Pourvue d’une sensibilité hors du commun, Sarah Chiche se fait maître dans la description méticuleuse du sentiment, et ce, même dans sa dimension la plus inavouable. La vie triomphe toujours, semble-t-elle vouloir nous dire, et il n’y a qu’un pas entre une histoire de mort et une histoire d’amour. “Tout est perdu, tout est splendide”, écrit-elle.

Vivre à ta lumière, de Abdellah Taïa

Le dernier roman de Abdellah Taïa, paru en mars 2022, se lit et se ressent au rythme de la voix de celle qui l’a inspiré : M’barka Allali Taïa, la mère de l’écrivain. C’est peut-être la première fois que Abdellah Taïa livre un roman aussi ancré dans l’histoire de son pays, tant les étapes de la vie de M’barka (Malika, dans le roman) sont aussi celles du Maroc du vingtième siècle.

À travers des passages poignants de sincérité et muni d’une impression de brutalité — pourtant si soigneusement travaillée par l’écrivain —, Taïa va jusqu’à invoquer un certain Mehdi Ben Barka, tel un esprit immortel qui veillerait sur les plus démunis.

Tantôt tremblante, tantôt rayonnante de puissance et de vivacité, la voix de M’barka-Malika, apporte une dimension nouvelle à l’œuvre de Abdellah Taïa, sans jamais se départir de l’intensité qui fait sa marque de fabrique.

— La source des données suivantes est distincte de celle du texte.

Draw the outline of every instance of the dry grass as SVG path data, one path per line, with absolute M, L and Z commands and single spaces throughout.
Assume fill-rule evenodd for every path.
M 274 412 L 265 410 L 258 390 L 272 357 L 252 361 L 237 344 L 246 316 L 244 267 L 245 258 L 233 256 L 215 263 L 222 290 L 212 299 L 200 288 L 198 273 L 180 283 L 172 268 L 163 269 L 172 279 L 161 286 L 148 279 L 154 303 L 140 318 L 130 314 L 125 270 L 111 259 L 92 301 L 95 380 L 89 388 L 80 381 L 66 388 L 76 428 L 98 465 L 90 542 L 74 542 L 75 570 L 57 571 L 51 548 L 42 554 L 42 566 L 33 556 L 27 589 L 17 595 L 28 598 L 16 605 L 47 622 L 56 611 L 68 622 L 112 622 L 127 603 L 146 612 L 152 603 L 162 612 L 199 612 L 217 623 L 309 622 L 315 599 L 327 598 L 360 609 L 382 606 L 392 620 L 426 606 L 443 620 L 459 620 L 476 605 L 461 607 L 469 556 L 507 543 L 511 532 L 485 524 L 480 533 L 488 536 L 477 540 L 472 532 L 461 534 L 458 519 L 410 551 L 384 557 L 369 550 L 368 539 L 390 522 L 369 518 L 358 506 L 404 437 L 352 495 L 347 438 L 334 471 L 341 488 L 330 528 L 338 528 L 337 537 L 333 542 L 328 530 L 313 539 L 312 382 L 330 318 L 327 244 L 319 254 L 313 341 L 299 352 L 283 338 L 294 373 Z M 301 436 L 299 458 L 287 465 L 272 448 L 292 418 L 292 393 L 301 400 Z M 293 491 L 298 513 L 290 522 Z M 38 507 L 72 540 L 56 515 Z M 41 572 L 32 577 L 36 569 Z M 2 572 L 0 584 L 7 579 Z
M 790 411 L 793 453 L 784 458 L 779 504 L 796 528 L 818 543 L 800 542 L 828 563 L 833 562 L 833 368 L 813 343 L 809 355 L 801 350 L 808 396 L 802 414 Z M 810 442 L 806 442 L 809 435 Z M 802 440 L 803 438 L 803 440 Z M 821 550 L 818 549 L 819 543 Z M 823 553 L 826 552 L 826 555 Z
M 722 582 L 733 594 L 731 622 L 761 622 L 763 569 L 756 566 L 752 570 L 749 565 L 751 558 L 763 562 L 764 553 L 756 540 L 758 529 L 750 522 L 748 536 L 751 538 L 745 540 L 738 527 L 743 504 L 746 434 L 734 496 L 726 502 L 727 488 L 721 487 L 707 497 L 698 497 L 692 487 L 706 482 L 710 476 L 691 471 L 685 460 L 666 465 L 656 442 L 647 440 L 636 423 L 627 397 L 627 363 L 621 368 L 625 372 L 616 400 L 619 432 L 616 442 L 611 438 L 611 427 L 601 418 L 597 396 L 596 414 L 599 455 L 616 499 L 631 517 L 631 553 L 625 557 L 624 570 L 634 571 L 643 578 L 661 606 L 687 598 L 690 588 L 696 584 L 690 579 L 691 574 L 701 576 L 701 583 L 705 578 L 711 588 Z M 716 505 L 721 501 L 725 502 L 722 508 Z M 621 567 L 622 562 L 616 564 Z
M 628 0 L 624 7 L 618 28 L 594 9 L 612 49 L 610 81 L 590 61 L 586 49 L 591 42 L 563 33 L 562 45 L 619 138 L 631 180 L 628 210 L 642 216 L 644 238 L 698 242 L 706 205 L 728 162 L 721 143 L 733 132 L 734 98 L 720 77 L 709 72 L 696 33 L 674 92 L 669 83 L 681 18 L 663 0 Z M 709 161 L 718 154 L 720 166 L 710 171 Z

Le dernier combat du Captain Ni’mat, de Mohamed Leftah

Un classique incontournable. Le captain Ni’mat est un sexagénaire égyptien aisé, militaire de carrière, installé au Caire. Retraité au moment où commence le récit, Ni’mat se découvre une attirance pour les hommes, qui se transforme en passion charnelle. C’est auprès d’Islam, son domestique noir, qu’il fait alors l’expérience d’un amour différent, plus fort que tout ce qu’il a pu ressentir auparavant.

Loin de toute convention, Mohamed Leftah, une des plus puissantes plumes de la littérature marocaine, fait table rase des passions dont il ne faut pas parler, avec une audace qui lui est propre, dans ce roman publié à titre posthume en 2010 et initialement censuré.

Subjuguant par sa lucidité, Le dernier combat du Captain Ni’mat rend hommage à la puissance de l’individualité, chante la cruauté de la beauté et puise dans la sagesse de la poésie arabe préislamique, afin d’émettre une critique virulente à l’égard de la montée de l’intégrisme religieux en Égypte, et plus largement au Maghreb.

En attendant Bojangles, d’Olivier Bourdeaut

Sacré best-seller quelques mois seulement après sa parution, ce premier roman d’Olivier Bourdeaut peut se lire comme un hymne à l’intranquillité de la vie. Narré à hauteur d’enfant, En attendant Bojangles est l’histoire d’un amour fou ou d’une folie amoureuse entre deux parents dont le fils est le narrateur.

Naïf, souvent déconcerté, mais profondément touchant, celui-ci tente de restituer le monde dans lequel il grandit, marqué par des extravagances toutes plus démesurées les unes que les autres.

Derrière le ton léger et les mondanités qui peuplent cet univers aussi vertigineux qu’attachant, Bourdeaut dépeint aussi une féroce et irrésistible envie de vivre face à un monde qui ne cesse de s’écrouler.